The ongoing COVID-19 pandemic has turned life upside-down for many Americans, and has forced many small business owners to either temporarily shutter their businesses or at the very least completely change the way in which they operate.
Some small businesses have been forced to close down due to an inability to pay rent, lease payments, other bills and salaries. Others have been able to make it through the pandemic so far, but will still likely see a significant financial impact if they have not already. Even those businesses “making it,” many have had to lay off employees.
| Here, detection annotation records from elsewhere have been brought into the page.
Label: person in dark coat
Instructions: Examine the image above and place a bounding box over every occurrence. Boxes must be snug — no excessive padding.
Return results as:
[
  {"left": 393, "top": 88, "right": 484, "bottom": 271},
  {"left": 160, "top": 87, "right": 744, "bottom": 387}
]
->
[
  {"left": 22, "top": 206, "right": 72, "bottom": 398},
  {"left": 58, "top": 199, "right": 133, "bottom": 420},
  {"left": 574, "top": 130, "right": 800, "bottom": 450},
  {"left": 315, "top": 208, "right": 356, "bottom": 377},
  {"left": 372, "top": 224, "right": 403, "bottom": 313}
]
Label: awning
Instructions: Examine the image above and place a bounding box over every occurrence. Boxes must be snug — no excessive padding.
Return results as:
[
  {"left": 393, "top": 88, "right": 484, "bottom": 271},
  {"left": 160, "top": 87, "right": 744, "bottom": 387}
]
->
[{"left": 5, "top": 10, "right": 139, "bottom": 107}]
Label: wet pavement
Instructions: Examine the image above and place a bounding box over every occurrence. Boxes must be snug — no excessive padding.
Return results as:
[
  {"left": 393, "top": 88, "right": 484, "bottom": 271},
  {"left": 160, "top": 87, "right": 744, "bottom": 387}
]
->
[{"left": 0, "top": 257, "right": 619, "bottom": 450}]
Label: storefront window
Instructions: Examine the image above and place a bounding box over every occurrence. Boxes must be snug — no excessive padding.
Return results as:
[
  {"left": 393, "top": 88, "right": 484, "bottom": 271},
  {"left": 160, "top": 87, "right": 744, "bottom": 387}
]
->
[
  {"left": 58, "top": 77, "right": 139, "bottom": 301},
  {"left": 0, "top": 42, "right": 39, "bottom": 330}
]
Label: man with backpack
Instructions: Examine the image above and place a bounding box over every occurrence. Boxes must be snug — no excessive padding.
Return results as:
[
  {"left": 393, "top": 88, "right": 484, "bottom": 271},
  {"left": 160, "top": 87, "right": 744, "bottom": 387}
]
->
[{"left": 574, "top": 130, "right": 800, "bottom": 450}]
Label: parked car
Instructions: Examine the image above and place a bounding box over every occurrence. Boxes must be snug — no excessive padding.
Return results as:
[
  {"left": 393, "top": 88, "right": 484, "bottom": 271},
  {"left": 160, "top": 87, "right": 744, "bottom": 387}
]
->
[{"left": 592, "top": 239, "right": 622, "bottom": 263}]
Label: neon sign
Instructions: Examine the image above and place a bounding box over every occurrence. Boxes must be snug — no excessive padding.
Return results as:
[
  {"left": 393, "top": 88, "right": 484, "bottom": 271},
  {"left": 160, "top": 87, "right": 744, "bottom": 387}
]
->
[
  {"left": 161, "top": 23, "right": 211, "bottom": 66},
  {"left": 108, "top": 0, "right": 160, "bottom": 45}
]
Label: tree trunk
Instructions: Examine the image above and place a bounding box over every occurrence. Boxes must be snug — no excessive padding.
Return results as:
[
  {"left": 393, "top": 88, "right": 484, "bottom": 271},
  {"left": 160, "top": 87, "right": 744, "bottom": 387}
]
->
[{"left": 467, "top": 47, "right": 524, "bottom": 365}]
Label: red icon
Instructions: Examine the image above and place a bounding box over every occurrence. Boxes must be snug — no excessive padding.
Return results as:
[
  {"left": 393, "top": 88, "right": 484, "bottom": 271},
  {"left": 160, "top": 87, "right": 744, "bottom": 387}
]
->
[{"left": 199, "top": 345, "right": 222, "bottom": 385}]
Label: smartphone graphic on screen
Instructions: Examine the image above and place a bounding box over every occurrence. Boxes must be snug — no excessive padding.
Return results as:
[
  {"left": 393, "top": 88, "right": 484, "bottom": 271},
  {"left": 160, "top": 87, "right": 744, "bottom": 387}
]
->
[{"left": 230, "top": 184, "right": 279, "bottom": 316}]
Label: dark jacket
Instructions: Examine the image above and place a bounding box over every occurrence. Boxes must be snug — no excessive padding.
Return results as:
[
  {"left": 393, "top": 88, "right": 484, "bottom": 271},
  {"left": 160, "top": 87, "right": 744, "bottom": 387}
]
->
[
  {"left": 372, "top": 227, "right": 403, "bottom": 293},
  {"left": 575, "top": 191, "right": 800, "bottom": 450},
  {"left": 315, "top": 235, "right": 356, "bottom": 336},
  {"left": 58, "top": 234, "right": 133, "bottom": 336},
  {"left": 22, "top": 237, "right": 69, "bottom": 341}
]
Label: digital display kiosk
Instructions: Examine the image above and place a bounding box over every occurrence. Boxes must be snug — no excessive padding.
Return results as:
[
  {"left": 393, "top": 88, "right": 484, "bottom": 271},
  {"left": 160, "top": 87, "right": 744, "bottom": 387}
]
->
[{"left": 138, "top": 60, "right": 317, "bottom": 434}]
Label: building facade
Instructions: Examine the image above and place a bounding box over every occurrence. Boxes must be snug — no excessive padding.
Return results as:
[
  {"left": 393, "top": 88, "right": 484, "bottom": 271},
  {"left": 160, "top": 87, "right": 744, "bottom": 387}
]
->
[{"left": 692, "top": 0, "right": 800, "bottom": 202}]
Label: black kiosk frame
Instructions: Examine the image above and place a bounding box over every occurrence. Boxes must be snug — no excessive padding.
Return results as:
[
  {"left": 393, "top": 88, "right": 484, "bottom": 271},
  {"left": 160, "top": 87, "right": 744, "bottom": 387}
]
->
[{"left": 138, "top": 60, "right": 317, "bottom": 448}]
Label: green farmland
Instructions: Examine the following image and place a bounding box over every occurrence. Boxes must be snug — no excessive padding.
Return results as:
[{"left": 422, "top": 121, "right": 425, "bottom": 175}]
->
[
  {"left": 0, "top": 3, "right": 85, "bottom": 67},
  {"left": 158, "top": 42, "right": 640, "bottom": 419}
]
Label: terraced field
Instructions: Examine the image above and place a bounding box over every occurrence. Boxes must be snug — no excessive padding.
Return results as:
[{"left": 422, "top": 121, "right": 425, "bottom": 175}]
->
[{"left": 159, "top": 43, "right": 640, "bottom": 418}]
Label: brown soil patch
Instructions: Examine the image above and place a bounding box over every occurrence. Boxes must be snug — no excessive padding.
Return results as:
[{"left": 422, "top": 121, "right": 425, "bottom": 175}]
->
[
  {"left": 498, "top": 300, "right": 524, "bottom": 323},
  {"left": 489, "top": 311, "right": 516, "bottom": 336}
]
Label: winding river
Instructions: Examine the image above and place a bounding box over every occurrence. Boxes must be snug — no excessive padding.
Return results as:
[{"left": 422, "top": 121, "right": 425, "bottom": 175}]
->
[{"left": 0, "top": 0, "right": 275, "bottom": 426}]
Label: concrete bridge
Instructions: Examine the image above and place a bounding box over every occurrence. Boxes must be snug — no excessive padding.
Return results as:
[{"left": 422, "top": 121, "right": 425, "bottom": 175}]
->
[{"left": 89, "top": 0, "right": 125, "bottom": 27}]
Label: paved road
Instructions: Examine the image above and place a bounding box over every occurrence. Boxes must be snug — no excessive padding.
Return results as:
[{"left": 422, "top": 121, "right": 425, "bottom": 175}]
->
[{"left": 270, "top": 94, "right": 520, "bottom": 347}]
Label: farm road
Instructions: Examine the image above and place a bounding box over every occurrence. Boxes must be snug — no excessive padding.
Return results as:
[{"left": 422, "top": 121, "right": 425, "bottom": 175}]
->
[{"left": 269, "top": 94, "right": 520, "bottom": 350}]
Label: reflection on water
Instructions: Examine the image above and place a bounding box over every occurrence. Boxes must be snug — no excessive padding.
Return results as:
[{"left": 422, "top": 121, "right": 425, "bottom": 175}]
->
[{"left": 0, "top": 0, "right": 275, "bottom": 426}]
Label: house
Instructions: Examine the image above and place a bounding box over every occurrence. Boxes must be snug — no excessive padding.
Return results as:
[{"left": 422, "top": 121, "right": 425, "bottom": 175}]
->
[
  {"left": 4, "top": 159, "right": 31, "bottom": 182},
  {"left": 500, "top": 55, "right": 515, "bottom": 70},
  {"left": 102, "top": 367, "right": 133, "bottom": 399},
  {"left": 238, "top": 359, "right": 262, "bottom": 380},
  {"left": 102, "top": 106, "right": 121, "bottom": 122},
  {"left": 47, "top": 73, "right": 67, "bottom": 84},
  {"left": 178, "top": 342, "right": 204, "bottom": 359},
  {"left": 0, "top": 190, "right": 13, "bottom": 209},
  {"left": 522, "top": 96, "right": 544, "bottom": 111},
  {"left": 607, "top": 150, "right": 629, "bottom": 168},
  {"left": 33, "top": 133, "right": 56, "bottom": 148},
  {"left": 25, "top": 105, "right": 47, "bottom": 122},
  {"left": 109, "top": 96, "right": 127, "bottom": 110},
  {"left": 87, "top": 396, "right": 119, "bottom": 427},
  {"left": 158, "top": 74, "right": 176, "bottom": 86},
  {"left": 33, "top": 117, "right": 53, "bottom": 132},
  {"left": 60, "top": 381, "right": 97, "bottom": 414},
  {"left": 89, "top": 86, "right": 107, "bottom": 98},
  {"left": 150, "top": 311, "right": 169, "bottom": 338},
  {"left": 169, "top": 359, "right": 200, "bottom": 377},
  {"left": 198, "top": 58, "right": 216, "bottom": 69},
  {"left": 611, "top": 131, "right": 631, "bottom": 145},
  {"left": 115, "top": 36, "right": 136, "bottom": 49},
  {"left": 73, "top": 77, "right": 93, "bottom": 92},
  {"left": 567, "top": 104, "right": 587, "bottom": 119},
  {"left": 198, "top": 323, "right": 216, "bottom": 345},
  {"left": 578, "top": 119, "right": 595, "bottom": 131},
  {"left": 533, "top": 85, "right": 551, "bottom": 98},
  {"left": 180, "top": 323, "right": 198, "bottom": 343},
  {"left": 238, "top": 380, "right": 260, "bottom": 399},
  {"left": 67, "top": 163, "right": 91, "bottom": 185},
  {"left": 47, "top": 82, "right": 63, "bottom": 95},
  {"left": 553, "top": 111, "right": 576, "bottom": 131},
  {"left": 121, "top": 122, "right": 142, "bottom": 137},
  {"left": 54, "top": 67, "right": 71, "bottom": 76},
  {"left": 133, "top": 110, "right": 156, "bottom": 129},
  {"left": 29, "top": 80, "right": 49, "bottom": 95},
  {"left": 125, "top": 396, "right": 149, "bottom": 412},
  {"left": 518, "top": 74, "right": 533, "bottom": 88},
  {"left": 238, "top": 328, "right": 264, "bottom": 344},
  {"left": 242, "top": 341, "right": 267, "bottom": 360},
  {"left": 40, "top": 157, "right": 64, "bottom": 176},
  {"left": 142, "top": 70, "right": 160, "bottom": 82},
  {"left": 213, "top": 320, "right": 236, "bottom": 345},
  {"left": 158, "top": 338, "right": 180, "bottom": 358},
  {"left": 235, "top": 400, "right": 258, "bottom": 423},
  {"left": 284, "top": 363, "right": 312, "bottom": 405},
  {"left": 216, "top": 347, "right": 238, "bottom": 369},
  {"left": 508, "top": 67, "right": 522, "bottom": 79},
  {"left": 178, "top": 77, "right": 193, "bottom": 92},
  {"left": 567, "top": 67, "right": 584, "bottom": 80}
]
There are only so many expenses businesses are able to cut. It is important for owners of small to medium-sized businesses to be proactive about making the necessary adjustments to stay financially healthy and make it through the pandemic whole.
What should you do?
To understand the steps you should take now as a business owner, it is important to take the future into consideration. It is difficult to say how long an economic bounce back will take as states start to reopen and the economy slowly begins to rebuild. Companies that make it through may start to change the strategies they use for taking out loans or leases and paying cash.
There is a misconception that banks are withholding money from small businesses, but this isn’t true at all. Local banks are as affected by the pandemic as the businesses they serve. These banks aren’t receiving payments for loans they gave during a prosperous economy.
In thinking about this, the old saying “cash is king” still rings true in a sense, when you consider the vast majority of companies did not have enough savings for a month without being open. It is difficult for businesses running lean operations to keep reserves for a rainy day.
However, the good news is that the pandemic hasn’t completely stunted the growth of companies throughout the country. There are still plenty of businesses looking to grow and flourish in this economy. Businesses in industries such as technology, manufacturing, biotechnology, medicine and transportation are still seeing significant growth.
With this in mind, it’s not unreasonable for you as a business owner to still have your mind on growth. Consider the areas in which your company needs to grow-employee numbers, equipment, marketing budgets, software, etc., and the strategies you will implement to accomplish these goals.
As the global economy repairs itself over the next 12 to 18 months, business owners will need to make major decisions about how they approach growth to set themselves up for a sustainable long-term future. As always, the recommendation is “if it appreciates, buy it. If it depreciates, lease it.”